If I understand what you are asking, then here are the facts:
The sharpest point is the exact plane of focus for the lens. This is in fact infinitesimally thin, and some lenses with curvature of field may have a curved plane of focus (as if you're inside a dome).
Beyond this plane of sharpest focus, object points are not rendered as points anymore, but as larger and larger blur circles the farther away from the plane of exact focus that they are. Because the eye doesn't have infinitely fine resolution, below a certain value the eye will accept a sufficiently small blur circle to look "sharp". This zone is what is marked on your lens depth of field scale.
The MANY things which affect the apparent depth of field include:
Your own eyesight (worse = better apparent DOF)
film to subject distance (very shallow in macro photography)

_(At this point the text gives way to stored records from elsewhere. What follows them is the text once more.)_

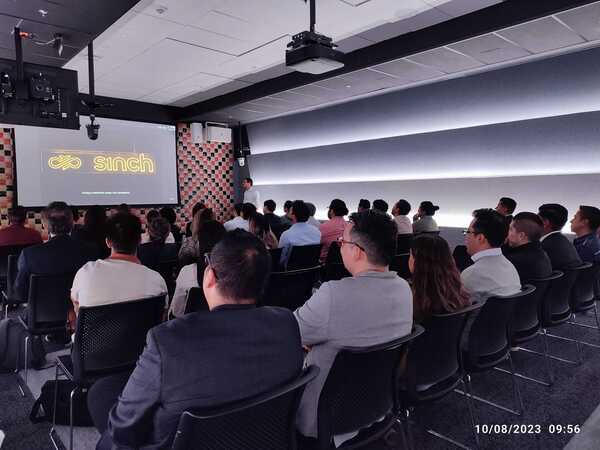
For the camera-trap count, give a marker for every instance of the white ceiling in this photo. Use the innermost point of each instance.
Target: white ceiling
(171, 51)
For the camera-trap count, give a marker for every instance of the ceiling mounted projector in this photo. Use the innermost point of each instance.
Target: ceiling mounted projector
(311, 52)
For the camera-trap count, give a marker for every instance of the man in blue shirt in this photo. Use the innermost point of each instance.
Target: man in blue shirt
(300, 233)
(585, 225)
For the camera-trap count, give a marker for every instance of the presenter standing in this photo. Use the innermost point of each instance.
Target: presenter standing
(251, 195)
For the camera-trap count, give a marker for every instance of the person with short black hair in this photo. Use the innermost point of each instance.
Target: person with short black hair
(585, 225)
(300, 233)
(400, 212)
(423, 221)
(491, 273)
(201, 360)
(16, 233)
(371, 307)
(238, 221)
(251, 195)
(523, 248)
(559, 249)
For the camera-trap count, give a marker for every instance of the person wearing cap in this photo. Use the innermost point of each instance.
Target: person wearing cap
(334, 227)
(423, 221)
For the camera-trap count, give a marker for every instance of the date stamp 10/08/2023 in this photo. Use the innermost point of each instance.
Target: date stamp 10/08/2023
(516, 428)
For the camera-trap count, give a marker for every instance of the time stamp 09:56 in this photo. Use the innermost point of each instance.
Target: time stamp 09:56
(527, 429)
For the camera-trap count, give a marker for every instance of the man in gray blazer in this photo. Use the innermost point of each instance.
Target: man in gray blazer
(491, 274)
(373, 306)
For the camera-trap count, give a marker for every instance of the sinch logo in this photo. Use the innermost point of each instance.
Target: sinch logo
(97, 162)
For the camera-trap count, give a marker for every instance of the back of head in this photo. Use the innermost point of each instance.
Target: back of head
(437, 287)
(241, 264)
(124, 231)
(376, 233)
(300, 210)
(530, 224)
(59, 217)
(555, 214)
(17, 215)
(492, 225)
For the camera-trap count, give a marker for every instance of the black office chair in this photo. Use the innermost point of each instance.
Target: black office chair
(108, 339)
(361, 389)
(9, 296)
(433, 369)
(487, 343)
(303, 256)
(47, 310)
(264, 422)
(291, 289)
(195, 301)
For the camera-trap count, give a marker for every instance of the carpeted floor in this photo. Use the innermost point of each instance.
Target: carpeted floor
(571, 400)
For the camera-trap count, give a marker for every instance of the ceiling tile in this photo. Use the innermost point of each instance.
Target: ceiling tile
(541, 35)
(490, 49)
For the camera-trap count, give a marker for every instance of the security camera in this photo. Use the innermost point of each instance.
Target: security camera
(93, 128)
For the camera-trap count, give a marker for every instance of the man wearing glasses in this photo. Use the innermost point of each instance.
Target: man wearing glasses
(373, 306)
(491, 274)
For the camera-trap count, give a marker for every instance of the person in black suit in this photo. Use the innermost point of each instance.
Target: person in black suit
(523, 248)
(61, 254)
(559, 249)
(206, 358)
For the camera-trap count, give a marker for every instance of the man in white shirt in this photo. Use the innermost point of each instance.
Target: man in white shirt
(251, 195)
(238, 221)
(491, 274)
(121, 277)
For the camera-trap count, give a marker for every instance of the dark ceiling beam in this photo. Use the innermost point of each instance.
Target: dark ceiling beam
(493, 18)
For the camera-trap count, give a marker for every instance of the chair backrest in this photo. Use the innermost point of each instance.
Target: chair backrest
(110, 338)
(489, 335)
(304, 256)
(433, 357)
(265, 422)
(360, 387)
(290, 289)
(195, 301)
(49, 301)
(584, 289)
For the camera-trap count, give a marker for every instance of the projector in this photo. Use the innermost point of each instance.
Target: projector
(314, 53)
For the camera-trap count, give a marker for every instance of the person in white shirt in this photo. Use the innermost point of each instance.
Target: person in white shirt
(491, 274)
(121, 277)
(251, 195)
(238, 221)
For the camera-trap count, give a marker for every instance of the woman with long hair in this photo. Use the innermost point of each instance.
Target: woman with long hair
(436, 283)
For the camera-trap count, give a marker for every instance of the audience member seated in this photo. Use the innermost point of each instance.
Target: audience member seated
(506, 206)
(371, 307)
(157, 250)
(400, 212)
(93, 230)
(523, 248)
(363, 205)
(260, 227)
(585, 226)
(197, 208)
(204, 360)
(423, 221)
(191, 275)
(238, 221)
(60, 255)
(16, 233)
(169, 213)
(121, 277)
(559, 249)
(333, 229)
(312, 210)
(491, 273)
(436, 284)
(300, 233)
(189, 251)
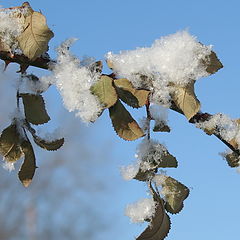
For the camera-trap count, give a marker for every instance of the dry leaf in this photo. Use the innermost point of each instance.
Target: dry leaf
(124, 125)
(186, 100)
(34, 108)
(131, 96)
(10, 141)
(105, 91)
(33, 41)
(48, 145)
(175, 193)
(28, 167)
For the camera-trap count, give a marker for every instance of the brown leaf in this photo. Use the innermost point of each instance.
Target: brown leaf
(124, 125)
(160, 223)
(34, 108)
(10, 141)
(33, 41)
(175, 193)
(186, 100)
(28, 167)
(131, 96)
(50, 146)
(105, 91)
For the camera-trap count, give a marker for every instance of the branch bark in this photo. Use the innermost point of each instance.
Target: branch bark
(41, 62)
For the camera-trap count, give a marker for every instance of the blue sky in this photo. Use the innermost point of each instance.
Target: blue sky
(212, 209)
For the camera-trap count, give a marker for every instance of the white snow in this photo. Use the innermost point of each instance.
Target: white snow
(74, 82)
(227, 128)
(175, 59)
(148, 153)
(139, 211)
(8, 165)
(130, 171)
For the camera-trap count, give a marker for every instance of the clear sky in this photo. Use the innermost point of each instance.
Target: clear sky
(212, 209)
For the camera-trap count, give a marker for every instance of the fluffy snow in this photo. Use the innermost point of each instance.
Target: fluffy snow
(149, 151)
(74, 82)
(159, 114)
(140, 211)
(175, 59)
(223, 125)
(130, 171)
(148, 154)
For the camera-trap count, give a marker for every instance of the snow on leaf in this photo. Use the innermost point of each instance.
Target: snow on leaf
(34, 108)
(124, 125)
(28, 167)
(186, 100)
(105, 91)
(233, 159)
(212, 63)
(167, 161)
(175, 193)
(33, 41)
(131, 96)
(10, 144)
(161, 126)
(48, 145)
(160, 223)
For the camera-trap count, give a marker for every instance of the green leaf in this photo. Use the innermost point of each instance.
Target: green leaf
(105, 91)
(159, 225)
(50, 146)
(212, 63)
(33, 41)
(28, 167)
(10, 144)
(185, 99)
(124, 125)
(175, 193)
(34, 108)
(131, 96)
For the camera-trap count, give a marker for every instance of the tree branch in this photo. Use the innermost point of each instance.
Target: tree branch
(41, 62)
(202, 117)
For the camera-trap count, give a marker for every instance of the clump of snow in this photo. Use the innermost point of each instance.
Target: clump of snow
(175, 59)
(159, 114)
(74, 82)
(223, 125)
(130, 171)
(140, 211)
(160, 179)
(31, 84)
(149, 153)
(50, 136)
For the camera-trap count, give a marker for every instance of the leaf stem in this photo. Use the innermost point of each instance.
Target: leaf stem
(149, 118)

lens focal length (longer = shallower)
shooting aperture (wider = shallower)
film size (larger formats tend to have shallower DOF with the same lens angle of view)
image magnification: viewing a contact print gives a different impression than if you project the image on a big screen. The bigger you magnify the image, the shallower the apparent depth of field.
Picture viewing distance: the closer you are to the image, the less the apparent DOF. Something that looks sharp from far away may be blurry up close.
You should be aware that the DOF scale of many 35mm film format lenses is based on the assumption that you have average good eyesight, and you are viewing an 8x10 print from 1 foot away.
Regarding your question of the 75mm medium format camera, I can tell you that with 6x6 and 6x9 cameras, the DOF is very shallow at f/3.5.